Super bonus: Oh, John. Completely John. I like them both, but I like John best.

Triple super bonus: For a long, long time, I thought I would never get over Christopher Eccleston, and then Human Nature/Family of the Blood happened, and I realized that David Tennant owned my whole heart. Series 3 is my favorite and, bucking the general trend, Martha is my favorite companion, although Donna Noble has gained siginificantly. Rose, who I loved for so SO long, grew markedly less awesome when her whole plot became will she come back/won't she, will she and the Doctor/won't they. I still miss Jackie, Mickey, and Pete though. ESPECIALLY Jackie.

Oooof. This is a lengthy post. I hope you all will forgive me my wordiness.

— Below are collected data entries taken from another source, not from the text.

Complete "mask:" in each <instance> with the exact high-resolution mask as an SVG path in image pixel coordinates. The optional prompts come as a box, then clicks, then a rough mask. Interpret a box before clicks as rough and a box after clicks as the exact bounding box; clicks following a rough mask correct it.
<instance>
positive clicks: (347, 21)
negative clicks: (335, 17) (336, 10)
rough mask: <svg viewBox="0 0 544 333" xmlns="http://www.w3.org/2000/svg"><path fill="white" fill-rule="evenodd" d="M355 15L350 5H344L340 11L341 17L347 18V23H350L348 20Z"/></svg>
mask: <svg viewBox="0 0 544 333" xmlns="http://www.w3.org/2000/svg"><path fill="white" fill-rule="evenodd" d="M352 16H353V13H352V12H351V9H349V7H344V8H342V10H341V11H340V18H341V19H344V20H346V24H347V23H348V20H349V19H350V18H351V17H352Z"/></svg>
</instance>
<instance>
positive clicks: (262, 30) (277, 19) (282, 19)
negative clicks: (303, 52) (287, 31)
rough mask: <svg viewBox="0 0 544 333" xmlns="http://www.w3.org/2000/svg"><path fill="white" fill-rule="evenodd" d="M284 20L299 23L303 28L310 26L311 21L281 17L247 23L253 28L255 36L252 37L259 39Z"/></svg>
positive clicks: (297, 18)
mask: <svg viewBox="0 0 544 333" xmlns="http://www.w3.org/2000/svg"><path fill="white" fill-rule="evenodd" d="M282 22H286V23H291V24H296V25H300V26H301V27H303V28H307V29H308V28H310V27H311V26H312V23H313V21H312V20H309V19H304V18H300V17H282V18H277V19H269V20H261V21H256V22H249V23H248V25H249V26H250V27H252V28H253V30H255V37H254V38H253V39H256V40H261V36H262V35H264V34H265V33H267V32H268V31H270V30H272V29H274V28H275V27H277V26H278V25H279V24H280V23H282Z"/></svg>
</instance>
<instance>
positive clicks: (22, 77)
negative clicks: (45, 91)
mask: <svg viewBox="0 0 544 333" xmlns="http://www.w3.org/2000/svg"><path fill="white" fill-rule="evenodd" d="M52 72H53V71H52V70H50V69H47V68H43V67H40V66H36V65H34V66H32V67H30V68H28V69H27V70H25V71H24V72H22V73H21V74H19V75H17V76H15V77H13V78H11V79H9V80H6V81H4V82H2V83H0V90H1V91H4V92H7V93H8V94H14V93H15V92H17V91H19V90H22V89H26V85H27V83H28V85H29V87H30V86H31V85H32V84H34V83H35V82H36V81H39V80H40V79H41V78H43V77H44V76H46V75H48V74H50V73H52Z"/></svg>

[1] Well, it was little more complicated than that but yes. That really did happen.
[2] Which is, in case you don't know, the book I get my blogger pseudonym from. Cassandra Mortmain is the book's narrator, and the entire book is written like it's her diary, so it seemed appropriate for a blog.

2 comments:

Unknown said...

I would really like to hear the story of you breaking up with your boyfriend after Auschwitz. Not the way one normally starts stories.

Also, I'm really really excited that you studied in England for a year! Do you mind if I barrage you with all my newbie traveling questions?